The legislation, which would allow qualifying immigrant students without legal status to pay in-state tuition at public universities, has been approved by committees in the House and Senate, and has bi-partisan support.
“I feel good that there is a change coming for those students who need it, also I feel good that we made a change together and students will be able to afford college,” said senior Sam Bell, a psychology major at Trevecca, who participated in the event.
Nationally, more than 1 million immigrant children without legal status reportedly live in the United States. Roughly 65,000 graduate from high school each year, but experts estimate that fewer than 6,500 go on to attend college, according to an August 2014 article in U.S. News and World Report.
At Trevecca, around 40 immigrant students without legal status are enrolled in courses. Trevecca officials say they work to offer these students the same scholarship opportunities as other students to help make up for a lack of federal financial aid.
The advocates for tuition equality walked the halls of Legislative Plaza, passing lobbyists, members of congress, and school groups. They met with lawmakers and hosted a press conference.
Rebecca Merrick, international student advisor and assistant coordinator of disability services at Trevecca, was part of one of the 12 groups that met with elected officials in an attempt to provide examples and stories of students who would benefit from the bill.

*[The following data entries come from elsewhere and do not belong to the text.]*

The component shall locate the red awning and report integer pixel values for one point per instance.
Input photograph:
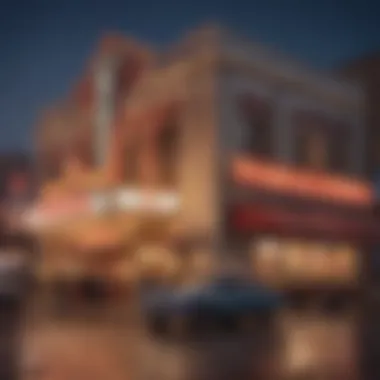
(251, 219)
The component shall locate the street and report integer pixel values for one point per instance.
(109, 343)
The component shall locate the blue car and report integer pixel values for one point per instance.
(226, 297)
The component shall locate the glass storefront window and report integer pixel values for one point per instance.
(302, 260)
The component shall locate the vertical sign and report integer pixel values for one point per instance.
(105, 81)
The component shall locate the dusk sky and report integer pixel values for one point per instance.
(44, 44)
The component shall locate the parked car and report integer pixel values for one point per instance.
(222, 303)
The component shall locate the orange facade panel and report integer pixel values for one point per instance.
(297, 182)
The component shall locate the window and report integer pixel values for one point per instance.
(258, 118)
(131, 163)
(340, 149)
(321, 143)
(167, 151)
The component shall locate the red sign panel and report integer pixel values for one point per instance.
(283, 179)
(247, 218)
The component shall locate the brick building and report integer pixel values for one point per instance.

“We got to go in [Sen. Ferrell Haile’s] office and sit down, and have his attention,” said Merrick. “He acknowledges it’s an issue that needs to be addressed.”
Cesar Bautista, youth organizer for Tennessee Immigrants and Refugee Rights Coalition (TIRRC), organized Tuition Equality Day on the Hill to give students a chance to share their story, and work for change.
“We wanted to bring students from across the state of Tennessee, so they could speak to their representatives, so they can hear from the students that will benefit from the bill. Students that want to become doctors, want to become engineers, lawyers; and that they want to have a better future,” said Bautista. “This bill will definitely make that possible for them.”
Trevecca freshman, Jazmin Ramirez is on the board of directors at TIRRC, and led her group, number 11, through the maze of Legislative Plaza.
“You have to remember, you guys are making history,” said Ramirez as she met with her group, before taking on Capitol Hill.